Critique : Le titre évoque un étrange parfum de science-fiction, une histoire de créatures « venues d’ailleurs » qui auraient envahi notre quotidien (ou dont on aurait envahi le leur, au choix). Et s’il n’est aucunement question ici d’aventures galactiques ou de planètes inconnues, Les habitants a pourtant à voir avec la singularité extrême d’un monde, qu’on dirait parachuté d’un autre temps et d’un autre lieu, et qui fonctionne avec ses lois propres. La rue unique qui constitue l’artère vitale – au sens propre ! – de l’ébauche de ville nouvelle qui sert de cadre au film, répond à ce caractère ambivalent de l’utopie fonctionnelle où tout est transparent, ce qui est censé fluidifier les échanges entre les habitants, mais les pousse également dans des logiques de paranoïa et de voyeurisme. Il règne dans le film cette inquiétude permanente de faire quelque chose que quelqu’un, nécessairement, découvrira, que ce soit de visu ou par des signes (la fumée, les traces de pas, etc.). Les habitants esquisse ce que Dogville, plus d’une dizaine d’années plus tard, élèvera au rang de système, sous une autre forme : une communauté fonctionnant sur la base d’une chaîne alimentaire close, où tous se nourrissent du sang et de la chair de tous. Il y a certes, comme dans tout village, au moins un enfant, un idiot, une sainte (presque) vierge et autres figures susceptibles de sauvegarder l’ordre et d’empêcher le groupe de partir à la dérive ; mais l’ensemble reste tout de même perverti de l’intérieur, comme si l’innocence ne pouvait demeurer à l’état pur dans ce laboratoire corrompu de l’utopie.

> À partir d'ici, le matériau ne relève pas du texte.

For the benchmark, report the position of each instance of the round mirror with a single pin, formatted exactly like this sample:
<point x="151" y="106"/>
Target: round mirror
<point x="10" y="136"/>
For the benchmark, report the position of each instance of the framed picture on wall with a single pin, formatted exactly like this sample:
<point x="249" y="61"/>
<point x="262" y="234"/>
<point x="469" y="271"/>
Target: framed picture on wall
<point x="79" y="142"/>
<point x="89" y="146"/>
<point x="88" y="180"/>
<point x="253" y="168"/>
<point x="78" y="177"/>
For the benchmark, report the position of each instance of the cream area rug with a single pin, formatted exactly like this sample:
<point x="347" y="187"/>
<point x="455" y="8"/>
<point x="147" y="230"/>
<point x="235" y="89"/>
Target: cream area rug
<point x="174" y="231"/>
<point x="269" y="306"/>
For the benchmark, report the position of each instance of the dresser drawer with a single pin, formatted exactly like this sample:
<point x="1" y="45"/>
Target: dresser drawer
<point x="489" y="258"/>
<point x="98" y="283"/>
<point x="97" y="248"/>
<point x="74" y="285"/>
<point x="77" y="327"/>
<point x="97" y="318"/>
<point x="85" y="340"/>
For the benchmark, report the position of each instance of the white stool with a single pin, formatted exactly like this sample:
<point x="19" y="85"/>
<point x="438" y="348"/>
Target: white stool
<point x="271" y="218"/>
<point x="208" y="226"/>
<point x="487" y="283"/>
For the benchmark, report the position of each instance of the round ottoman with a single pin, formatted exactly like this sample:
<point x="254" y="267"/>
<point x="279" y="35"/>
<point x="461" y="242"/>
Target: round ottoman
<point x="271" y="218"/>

Film de groupe, davantage que film choral, Les habitants évolue sur un ton et une forme étranges, difficiles à saisir et classer, entre la rigueur burlesque des cadres d’un Tati et un regard parfois quasi documentaire sur des vies individuelles dotées chacune de leur singularité. Alex van Warmerdam – précurseur en ce sens d’un Kaurismäki ou d’un von Trier – expérimente un emploi trouble du studio et du décor naturel, dont les codes se modifient au fur et à mesure que la psychologie collective de la ville évolue. Le personnage le plus important des Habitants est peut-être l’espace, qui conditionne la mentalité du groupe et crée une forme de huis clos organisé selon des règles originales. De manière paradoxale, les espaces faussement « naturels » (la forêt) se révèlent ceux de l’enfermement et de l’intimité, en ce qu’ils sont riches de creux et de recoins obscurs, quand les lieux d’habitation, troués de larges fenêtres et bouchés par le vis-à-vis, sont précisément ceux où l’on peut soi-même observer et être observé.

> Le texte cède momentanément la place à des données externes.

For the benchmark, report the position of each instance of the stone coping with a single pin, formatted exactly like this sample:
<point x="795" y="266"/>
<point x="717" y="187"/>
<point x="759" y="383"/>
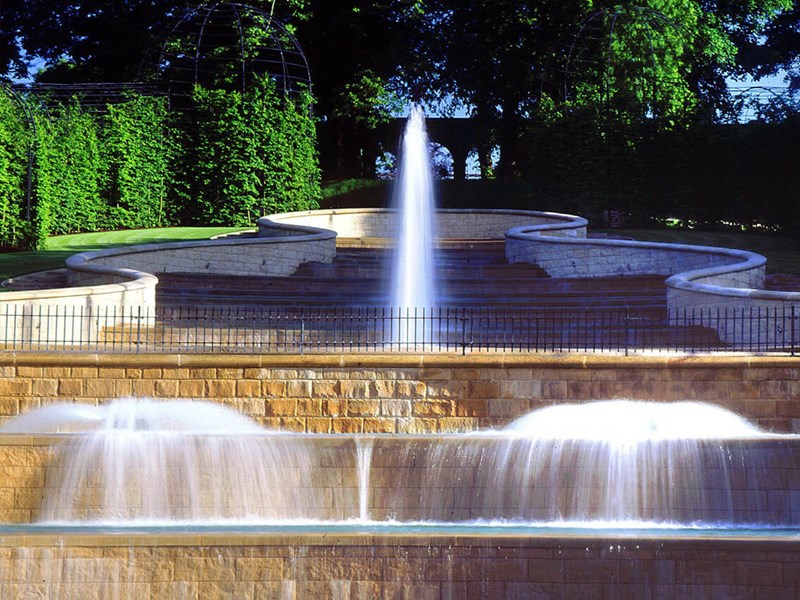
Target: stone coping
<point x="560" y="221"/>
<point x="395" y="360"/>
<point x="741" y="260"/>
<point x="24" y="536"/>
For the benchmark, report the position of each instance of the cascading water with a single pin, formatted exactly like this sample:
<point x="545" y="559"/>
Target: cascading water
<point x="185" y="461"/>
<point x="600" y="464"/>
<point x="413" y="279"/>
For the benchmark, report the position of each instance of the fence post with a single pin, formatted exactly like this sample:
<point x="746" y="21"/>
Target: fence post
<point x="627" y="329"/>
<point x="302" y="332"/>
<point x="464" y="333"/>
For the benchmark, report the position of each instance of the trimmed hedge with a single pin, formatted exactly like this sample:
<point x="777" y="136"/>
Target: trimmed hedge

Dès lors, les événements qui secouent la communauté ont valeur de réelle expérience dans ce laboratoire social et spatial dont nous suivons l’évolution pathologique. Tourné en 1992 mais se déroulant dans les années 1960, sans volonté de reconstitution kitsch ou extrêmement documentée, le film a un caractère un peu intemporel qui le fait flotter dans un no man’s land cinématographique singulier, où il serait temps, aujourd’hui, de recommencer à s’aventurer.